This is really goodbye

I've grieved this relationship a million times, a million ways, yet it was always somehow easier because I knew you would come back. I knew how to play my cards so I could be assured that you were hooked as much as I am. 

Now I know this is forever because it's what you want and need. 

It's so much harder to say goodbye when I know it's truly the last time, my friends all say it's for the best, that you ruined me, but I will continue to defend your name even though its one I won't be calling out anymore. 

My heart is still holding onto hope that you will come back, that we can fix this, but it will soon realize that to be untrue. It will realize that as I watch you get better and better without me while I fall further and further without you. 

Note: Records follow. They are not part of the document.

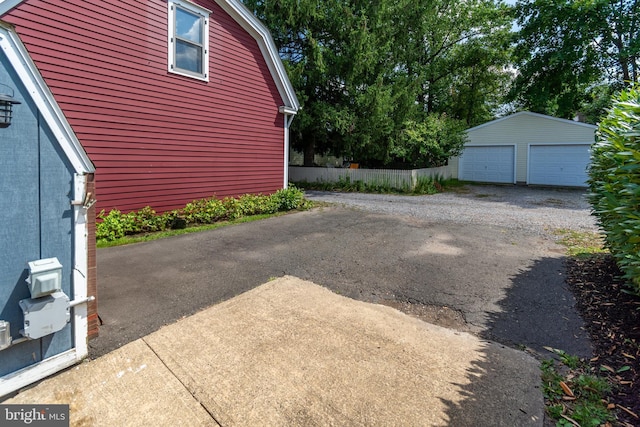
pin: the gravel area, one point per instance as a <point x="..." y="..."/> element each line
<point x="533" y="209"/>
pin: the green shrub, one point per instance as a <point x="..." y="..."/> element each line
<point x="287" y="199"/>
<point x="115" y="224"/>
<point x="203" y="211"/>
<point x="614" y="180"/>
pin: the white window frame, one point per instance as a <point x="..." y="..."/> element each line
<point x="204" y="15"/>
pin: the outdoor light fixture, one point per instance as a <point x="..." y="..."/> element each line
<point x="6" y="105"/>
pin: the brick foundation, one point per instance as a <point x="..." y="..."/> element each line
<point x="92" y="275"/>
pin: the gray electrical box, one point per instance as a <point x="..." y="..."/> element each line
<point x="45" y="277"/>
<point x="45" y="315"/>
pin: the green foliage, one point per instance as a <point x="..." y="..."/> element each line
<point x="423" y="185"/>
<point x="430" y="142"/>
<point x="364" y="71"/>
<point x="570" y="51"/>
<point x="116" y="225"/>
<point x="580" y="243"/>
<point x="614" y="180"/>
<point x="203" y="211"/>
<point x="587" y="403"/>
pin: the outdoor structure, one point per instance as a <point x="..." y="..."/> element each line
<point x="528" y="148"/>
<point x="47" y="267"/>
<point x="172" y="100"/>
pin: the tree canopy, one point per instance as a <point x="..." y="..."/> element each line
<point x="573" y="54"/>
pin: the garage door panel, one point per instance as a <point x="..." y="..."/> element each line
<point x="564" y="165"/>
<point x="488" y="164"/>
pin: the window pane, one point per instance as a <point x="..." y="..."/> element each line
<point x="188" y="56"/>
<point x="188" y="25"/>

I'm losing more than just a friend here, more than just an ex-lover, I'm losing a piece of myself and in your wake a human sized hole will lie. 

I will still know your favorite song, candy, character, I will still remember your favorite chord on the guitar and piano, which jeans you feel better in and which girls you used to like, I will still know that even when I am just another name on a growing list of girls who broke your heart, that you'll trash talk to the next. I'm hoping to be a victim of your slander anyway, but I fear mine might be a name you'll never speak again, I'm terrified that "Bee" is a name that will never be on your lips again. 

 

I will put back on my mask that you begged me so much to take off, I'll go on pretending that there is still a light at the end of the tunnel even though I know I gave it to you because you're afraid of the dark. 

The words, "I love you" will still ring out from my heart, I will still call you "my love" in my mind, but no longer will you hear me say it. 

I thought that "I hate you" was the hardest thing to say, but now I know it is "goodbye."